ROKKASHO, Japan (AP) — How is an atomic-powered island nation riddled with fault lines supposed to handle its nuclear waste? Part of the answer was supposed to come from this windswept village along Japan's northern coast.


By hosting a high-tech facility that would convert spent fuel into a plutonium-uranium mix designed for the next generation of reactors, Rokkasho was supposed to provide fuel while minimizing nuclear waste storage problems. Those ambitions are falling apart because years of attempts to build a "fast breeder" reactor, which would use the reprocessed fuel, appear to be ending in failure.


But Japan still intends to reprocess spent fuel at Rokkasho. It sees few other options, even though it will mean extracting plutonium that could be used to make nuclear weapons.


If the country were to close the reprocessing plant, some 3,000 tons of spent waste piling up here would have to go back to the nuclear plants that made it, and those already are running low on storage space. There is scant prospect for building a long-term nuclear waste disposal site in Japan.

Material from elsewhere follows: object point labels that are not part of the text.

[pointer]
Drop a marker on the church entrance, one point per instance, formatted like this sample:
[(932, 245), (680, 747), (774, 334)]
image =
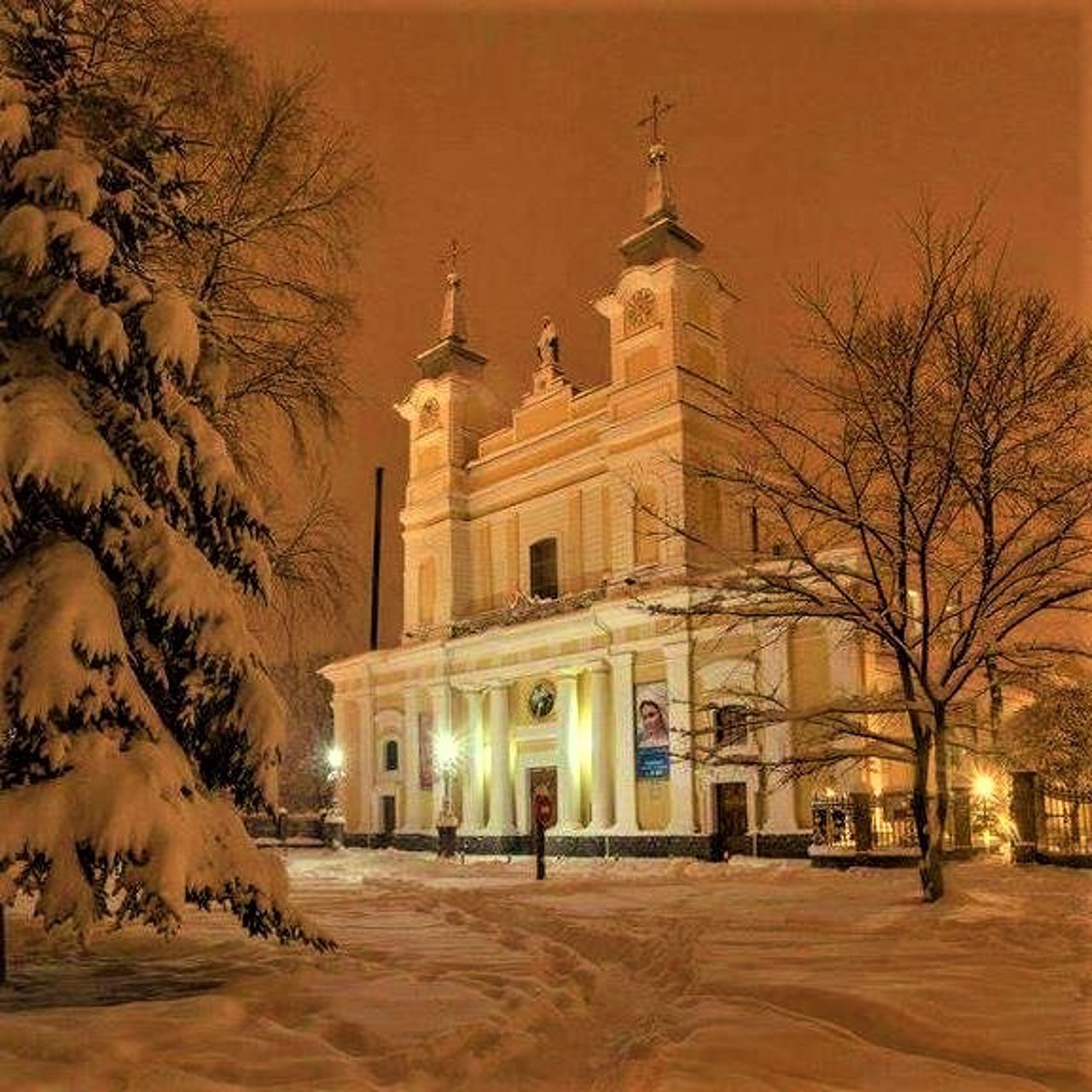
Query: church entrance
[(732, 816), (542, 784)]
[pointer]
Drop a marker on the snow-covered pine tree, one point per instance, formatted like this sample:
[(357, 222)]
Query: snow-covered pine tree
[(136, 713)]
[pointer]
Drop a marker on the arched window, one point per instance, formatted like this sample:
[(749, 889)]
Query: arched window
[(426, 592), (648, 526), (712, 518), (544, 584), (391, 756)]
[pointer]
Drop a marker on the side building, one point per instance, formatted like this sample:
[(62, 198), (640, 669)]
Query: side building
[(532, 537)]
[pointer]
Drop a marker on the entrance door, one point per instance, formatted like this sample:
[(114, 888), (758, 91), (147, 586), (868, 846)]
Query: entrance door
[(542, 783), (732, 816)]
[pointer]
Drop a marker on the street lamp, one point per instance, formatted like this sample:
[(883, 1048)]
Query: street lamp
[(334, 820), (983, 788), (445, 755)]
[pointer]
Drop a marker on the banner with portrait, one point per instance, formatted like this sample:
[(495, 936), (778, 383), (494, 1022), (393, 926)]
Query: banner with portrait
[(652, 730), (425, 748)]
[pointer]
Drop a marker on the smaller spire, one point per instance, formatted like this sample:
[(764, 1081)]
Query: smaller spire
[(453, 319), (663, 236), (547, 375), (659, 202), (451, 353)]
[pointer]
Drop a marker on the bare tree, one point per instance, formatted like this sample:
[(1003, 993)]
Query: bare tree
[(931, 494), (1053, 735), (274, 194)]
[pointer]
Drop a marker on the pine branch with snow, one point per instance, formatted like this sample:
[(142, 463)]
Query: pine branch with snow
[(136, 713)]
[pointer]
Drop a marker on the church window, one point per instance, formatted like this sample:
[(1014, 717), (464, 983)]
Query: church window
[(429, 417), (732, 724), (648, 527), (712, 523), (640, 311), (426, 592), (544, 584), (391, 756)]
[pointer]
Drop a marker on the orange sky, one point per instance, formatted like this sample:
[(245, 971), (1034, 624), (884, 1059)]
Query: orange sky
[(802, 132)]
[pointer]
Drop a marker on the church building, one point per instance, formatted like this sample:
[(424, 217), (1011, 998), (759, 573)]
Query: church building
[(531, 674)]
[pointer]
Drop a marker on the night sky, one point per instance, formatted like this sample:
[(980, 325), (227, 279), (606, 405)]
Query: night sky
[(799, 136)]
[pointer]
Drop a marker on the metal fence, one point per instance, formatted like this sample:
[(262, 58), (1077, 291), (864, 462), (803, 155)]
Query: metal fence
[(1065, 820), (884, 823)]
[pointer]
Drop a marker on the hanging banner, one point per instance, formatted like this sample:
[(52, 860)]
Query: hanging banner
[(652, 732), (425, 748)]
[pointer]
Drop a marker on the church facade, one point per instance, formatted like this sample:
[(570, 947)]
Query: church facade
[(531, 669)]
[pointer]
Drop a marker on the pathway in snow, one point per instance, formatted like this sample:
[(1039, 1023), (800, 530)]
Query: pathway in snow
[(607, 978)]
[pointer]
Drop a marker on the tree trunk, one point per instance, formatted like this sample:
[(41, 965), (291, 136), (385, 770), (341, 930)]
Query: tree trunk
[(996, 700), (932, 867)]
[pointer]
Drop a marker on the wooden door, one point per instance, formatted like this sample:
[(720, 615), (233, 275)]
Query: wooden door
[(542, 783), (732, 822)]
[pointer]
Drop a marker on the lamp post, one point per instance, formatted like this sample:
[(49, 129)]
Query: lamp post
[(334, 819), (983, 788), (447, 822)]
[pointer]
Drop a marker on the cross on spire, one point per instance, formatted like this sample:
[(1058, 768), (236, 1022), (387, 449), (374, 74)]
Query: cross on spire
[(659, 109), (450, 258)]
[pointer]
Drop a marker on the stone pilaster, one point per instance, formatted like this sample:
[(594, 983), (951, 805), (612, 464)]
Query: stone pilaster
[(500, 771), (601, 746), (568, 752), (440, 694), (677, 659), (772, 676), (410, 814), (621, 679), (362, 811), (473, 771), (346, 800)]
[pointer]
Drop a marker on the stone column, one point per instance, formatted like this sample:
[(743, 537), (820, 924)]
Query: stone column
[(410, 818), (362, 810), (500, 775), (346, 736), (621, 679), (1024, 808), (568, 753), (677, 661), (772, 675), (473, 773), (959, 817), (441, 725), (601, 749)]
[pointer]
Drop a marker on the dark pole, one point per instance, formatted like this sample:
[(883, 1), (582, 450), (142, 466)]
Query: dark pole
[(377, 541)]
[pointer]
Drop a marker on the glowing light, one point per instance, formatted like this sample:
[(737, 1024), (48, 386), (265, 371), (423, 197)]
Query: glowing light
[(983, 785), (445, 751)]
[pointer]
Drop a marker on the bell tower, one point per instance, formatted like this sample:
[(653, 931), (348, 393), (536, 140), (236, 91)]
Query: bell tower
[(448, 410), (670, 377)]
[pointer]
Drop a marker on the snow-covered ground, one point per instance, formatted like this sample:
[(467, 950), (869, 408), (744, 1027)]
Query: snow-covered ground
[(608, 976)]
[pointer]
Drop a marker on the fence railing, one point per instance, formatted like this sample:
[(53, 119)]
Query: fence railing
[(884, 822), (1065, 822)]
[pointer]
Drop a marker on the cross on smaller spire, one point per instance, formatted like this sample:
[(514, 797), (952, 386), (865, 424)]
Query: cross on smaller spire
[(450, 259), (659, 109)]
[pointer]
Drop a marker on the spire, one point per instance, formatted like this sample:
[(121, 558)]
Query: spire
[(663, 236), (451, 353), (452, 321), (659, 202)]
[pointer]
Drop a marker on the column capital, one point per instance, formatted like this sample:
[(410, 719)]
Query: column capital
[(677, 650)]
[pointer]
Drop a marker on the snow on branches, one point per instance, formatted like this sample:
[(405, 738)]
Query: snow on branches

So work continues at Rokkasho, where the reprocessing unit remains in testing despite being more than 30 years in the making, and the plant that would produce plutonium-uranium fuel remains under construction. The Associated Press was recently granted a rare and exclusive tour of the plant, where spent fuel rods lie submerged in water in a gigantic, dimly lit pool.


The effort continues on the assumption that the plutonium Japan has produced — 45 tons so far — will be used in reactors, even though that is not close to happening to a significant degree.


In nearby Oma, construction is set to resume on an advanced reactor that is not a fast-breeder but can use more plutonium than conventional reactors. Its construction, begun in 2008 for planned operation in 2014, has been suspended since the March 2011 Fukushima nuclear meltdowns, and could face further delays as Japan's new nuclear watchdog prepares new safety guidelines.


If Japan decided that it cannot use the plutonium, it would be breaking international pledges aimed at preventing the spread of weapons-grade nuclear material. It already has enough plutonium to make hundreds of nuclear bombs — 10 tons of it at home and the rest in Britain and France, where Japan's spent fuel was previously processed.


Countries such as the U.S. and Britain have similar problems with nuclear waste storage, but Japan's population density and seismic activity, combined with the 2011 Fukushima Dai-ichi nuclear disaster, make its situation more untenable in the eyes of the nation's nuclear-energy opponents. Some compare it to building an apartment without a toilet.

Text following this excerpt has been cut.